When people begin a romantic relationship, or fall in love, they are responding to the feelings created by chemicals that won’t always be there – much like the rush a drug addict gets that makes them keep reaching for their “fix.” This attraction, like gravity, is non-specific; if you’ve been paying attention, you’ve noticed it can happen to anyone. And when it does, it becomes easy to overlook certain personality traits, habits, and character “flaws” that are bound to cause problems after the newness of the relationship has passed, or, as they say, after “the honeymoon is over.”
It’s not that these behaviors were once “okay,” and now they’re not; it’s just that our hormones temporarily anesthetize us to these minor irritations – sometimes even making them seem “cute” – for nature’s purpose of drawing together a mating pair. Your partner’s habits irritate you, in other words, because you didn’t recognize the difference between love and infatuation soon enough to keep this “incompatible” person from becoming your mate. Of course, this information is lost on people caught in the gravitational pull of which I speak; but how can we avoid – or escape – this trap?

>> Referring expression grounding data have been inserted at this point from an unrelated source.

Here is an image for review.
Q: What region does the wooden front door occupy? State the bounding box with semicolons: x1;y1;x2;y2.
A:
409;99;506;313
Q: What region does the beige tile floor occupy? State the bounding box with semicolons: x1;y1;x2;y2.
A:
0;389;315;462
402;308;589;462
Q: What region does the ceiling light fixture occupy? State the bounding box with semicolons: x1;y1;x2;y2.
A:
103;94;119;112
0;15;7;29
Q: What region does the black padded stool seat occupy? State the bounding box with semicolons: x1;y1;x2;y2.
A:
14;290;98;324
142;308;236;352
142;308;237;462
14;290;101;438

Now that you are in this relationship with someone who “all of a sudden” has irritating habits, it is up to you to realize that they always did and those things simply aren’t “cute” anymore because you’ve come down from the hormonal rush of your romantic high. Long engagements are one way around this problem, as people can’t pretend to be someone else for very long; and, once the initial excitement wears off, you’ll be able to make a more clear-headed decision about your future – you’ll be better able to imagine daily life with someone who lives on the couch watching sports and playing video games, or leaves dirty clothes and dishes laying around for someone else to clean up, or treats people poorly, etc.
If it’s too late for the long engagement – where you might actually have a chance to observe your partner with children, your family, your friends, around the house, in public, etc. – then you are essentially left with two-options: Stay, or Go. Over half of all marriages in the U.S. end in divorce; so, clearly, the first option is the more popular of the two. And divorce does indeed improve many relationships. But oftentimes there is real love there – underneath the irritation and bad habits. With awareness, willingness to change, and a willing partner, you can certainly build a better, stronger, happier relationship by first contemplating the meaning of unconditional love, and then communicating the seriousness of these issues to your partner.
Keep in mind, it isn’t completely up to any one person to change completely in order to become another person’s ideal mate; but it is the responsibility of both people in a relationship to change in order to become better partners. This is true in any marriage and in any relationship. Communication is essential at this stage; and writing things down – like chores you’ve agreed to share, or promises you’ve made – helps both partners remember what to do and know what to expect. Of course, we can’t always know what the future holds; but, with a little love, and a lot of awareness (and incentive), you can find a happy middle-ground and create that ideal relationship you hoped for in the beginning.